2020.09.11

中田英寿、高原直泰の記録を越えた男。
「ケチャップ、ドバドバ」の始まりか

  • 浅田真樹●取材・文 text by Asada Masaki
  • 佐野美樹●撮影 photo by Sano Miki

◆日本サッカー界の「天才」と言えば?>>

 ゴールというものは、入らないときはまったく入らないが、得てして1点入ってしまえば次々に入る。かつて本田圭佑が口にした「ケチャップ、ドバドバ」のたとえ話ではないが、なるほど固まって出にくくなっても、一回出てしまえば、そのあとはドバドバ出るケチャップみたいなものかもしれない。

 言い換えれば、すべては「最初の1点」。それさえクリアしてしまえば、あとはそれまでの苦労がウソのように点が取れるのだが、とにもかくにも、最初の1点が難しい。

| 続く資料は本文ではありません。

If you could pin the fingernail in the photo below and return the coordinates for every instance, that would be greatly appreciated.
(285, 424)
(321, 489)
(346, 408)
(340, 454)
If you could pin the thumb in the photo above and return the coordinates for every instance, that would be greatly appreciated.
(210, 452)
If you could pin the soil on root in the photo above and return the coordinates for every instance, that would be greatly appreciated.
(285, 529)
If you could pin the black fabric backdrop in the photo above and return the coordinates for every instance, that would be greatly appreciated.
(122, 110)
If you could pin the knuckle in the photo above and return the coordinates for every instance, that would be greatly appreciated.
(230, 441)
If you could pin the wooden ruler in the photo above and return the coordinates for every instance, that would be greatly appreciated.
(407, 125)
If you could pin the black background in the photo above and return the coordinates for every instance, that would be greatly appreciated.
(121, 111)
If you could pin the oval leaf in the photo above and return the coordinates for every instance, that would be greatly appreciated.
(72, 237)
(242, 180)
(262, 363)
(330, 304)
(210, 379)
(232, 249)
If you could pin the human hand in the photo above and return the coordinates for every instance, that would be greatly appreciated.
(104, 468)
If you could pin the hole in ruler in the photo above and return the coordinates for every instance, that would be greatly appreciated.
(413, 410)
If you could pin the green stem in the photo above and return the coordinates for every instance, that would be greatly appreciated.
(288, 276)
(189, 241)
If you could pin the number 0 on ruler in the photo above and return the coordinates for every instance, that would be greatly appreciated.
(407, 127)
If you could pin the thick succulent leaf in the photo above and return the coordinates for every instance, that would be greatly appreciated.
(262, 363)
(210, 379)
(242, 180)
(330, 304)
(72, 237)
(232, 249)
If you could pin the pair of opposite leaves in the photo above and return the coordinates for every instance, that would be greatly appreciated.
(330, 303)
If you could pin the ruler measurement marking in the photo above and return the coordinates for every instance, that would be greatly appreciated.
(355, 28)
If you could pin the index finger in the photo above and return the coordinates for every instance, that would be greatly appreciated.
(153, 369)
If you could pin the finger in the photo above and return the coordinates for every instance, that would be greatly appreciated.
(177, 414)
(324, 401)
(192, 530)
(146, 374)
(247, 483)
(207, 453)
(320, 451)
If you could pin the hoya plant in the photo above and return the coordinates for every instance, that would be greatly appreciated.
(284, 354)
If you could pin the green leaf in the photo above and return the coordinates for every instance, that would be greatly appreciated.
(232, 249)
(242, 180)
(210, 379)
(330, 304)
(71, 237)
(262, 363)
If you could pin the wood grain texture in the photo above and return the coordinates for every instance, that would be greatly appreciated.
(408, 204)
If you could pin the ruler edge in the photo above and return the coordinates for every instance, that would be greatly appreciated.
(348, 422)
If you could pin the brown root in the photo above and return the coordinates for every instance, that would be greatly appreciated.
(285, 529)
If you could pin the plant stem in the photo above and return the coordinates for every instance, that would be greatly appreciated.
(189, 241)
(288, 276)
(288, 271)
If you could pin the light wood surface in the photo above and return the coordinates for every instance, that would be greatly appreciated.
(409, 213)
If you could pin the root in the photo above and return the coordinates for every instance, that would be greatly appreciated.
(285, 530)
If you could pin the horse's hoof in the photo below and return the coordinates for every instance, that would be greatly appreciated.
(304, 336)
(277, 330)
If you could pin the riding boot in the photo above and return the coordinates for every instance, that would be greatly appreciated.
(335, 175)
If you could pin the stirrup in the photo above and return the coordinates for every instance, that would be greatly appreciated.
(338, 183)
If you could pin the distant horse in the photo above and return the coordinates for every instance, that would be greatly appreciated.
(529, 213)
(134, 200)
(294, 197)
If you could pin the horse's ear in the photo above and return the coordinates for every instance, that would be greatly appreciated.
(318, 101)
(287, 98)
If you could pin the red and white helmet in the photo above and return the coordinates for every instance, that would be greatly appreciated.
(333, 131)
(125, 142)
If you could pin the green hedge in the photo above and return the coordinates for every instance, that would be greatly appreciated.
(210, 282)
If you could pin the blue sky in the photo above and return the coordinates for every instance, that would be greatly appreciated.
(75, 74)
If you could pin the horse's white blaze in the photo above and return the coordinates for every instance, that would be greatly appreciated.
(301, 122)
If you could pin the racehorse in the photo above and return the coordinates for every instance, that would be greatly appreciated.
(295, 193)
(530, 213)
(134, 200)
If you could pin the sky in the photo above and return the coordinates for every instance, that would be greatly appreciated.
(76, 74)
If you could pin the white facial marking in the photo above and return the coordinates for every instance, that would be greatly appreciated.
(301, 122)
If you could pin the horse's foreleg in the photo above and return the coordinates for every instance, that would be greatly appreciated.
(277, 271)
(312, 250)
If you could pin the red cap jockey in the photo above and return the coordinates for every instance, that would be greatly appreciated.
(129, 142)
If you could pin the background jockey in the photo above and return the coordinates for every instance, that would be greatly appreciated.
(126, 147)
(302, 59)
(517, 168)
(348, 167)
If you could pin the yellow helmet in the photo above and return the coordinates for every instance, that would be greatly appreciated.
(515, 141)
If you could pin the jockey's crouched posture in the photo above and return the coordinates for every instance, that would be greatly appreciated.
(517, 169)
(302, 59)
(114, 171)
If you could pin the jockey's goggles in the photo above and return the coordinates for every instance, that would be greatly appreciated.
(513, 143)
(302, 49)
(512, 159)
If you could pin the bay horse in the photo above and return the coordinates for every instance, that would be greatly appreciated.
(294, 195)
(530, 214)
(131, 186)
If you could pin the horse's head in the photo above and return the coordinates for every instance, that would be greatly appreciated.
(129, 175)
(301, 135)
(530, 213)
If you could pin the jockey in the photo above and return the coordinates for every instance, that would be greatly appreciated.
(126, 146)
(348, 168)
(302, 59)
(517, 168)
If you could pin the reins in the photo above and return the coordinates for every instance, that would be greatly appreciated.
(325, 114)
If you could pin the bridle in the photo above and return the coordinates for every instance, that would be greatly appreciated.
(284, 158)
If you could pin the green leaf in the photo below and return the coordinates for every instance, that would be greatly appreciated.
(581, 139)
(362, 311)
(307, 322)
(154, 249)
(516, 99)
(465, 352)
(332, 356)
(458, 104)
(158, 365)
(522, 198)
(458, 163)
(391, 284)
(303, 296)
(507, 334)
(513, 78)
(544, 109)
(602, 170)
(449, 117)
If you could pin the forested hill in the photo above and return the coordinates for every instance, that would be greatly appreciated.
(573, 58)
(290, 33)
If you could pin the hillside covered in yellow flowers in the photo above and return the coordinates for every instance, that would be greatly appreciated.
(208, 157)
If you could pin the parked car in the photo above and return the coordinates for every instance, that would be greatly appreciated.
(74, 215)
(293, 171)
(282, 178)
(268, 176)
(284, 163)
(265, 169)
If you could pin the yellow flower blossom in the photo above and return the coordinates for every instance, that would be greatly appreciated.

 川崎フロンターレの20歳、FW宮代大聖もそうだった。

 今季初の公式戦となった2月16日、ルヴァンカップ・グループリーグ第1節の清水エスパルス戦。この試合に先発出場した宮代は、開始から1分と経たずに、いきなり決定機に遭遇した。

 ゴール前へフリーで走り込んだ宮代の足元へ、左サイドからMF大島僚太が送った正確なクロスがドンピシャのタイミングで入る。余裕を持って右足を合わせる宮代。早くも先制ゴールか――。誰もがそう思った次の瞬間、ボレーシュートは無情にもゴール右に外れた。

「(試合の)しょっぱなすぎて......」

 試合後、苦笑いとともに逸機を振り返った宮代だったが、試合全体を通してみれば、プレーの出来は悪くなかった。「積極性や(ゴール前での)迫力が自分のよさ。そこは出していきたい」との言葉どおり、果敢にゴールへ向かう姿勢が目についた。

 この先、彼がゴールを決めるまでに、きっとそれほどの時間はかからないだろう。そんなことを想像させるに十分なものだった。

 ところが、宮代のケチャップは思った以上にしっかりと、カチカチに詰まっていた。

 宮代はその後、この清水戦も含め、J1とルヴァンカップを合わせて12試合に出場。そのうち4試合は先発出場したが、なかなかゴールには至らなかった。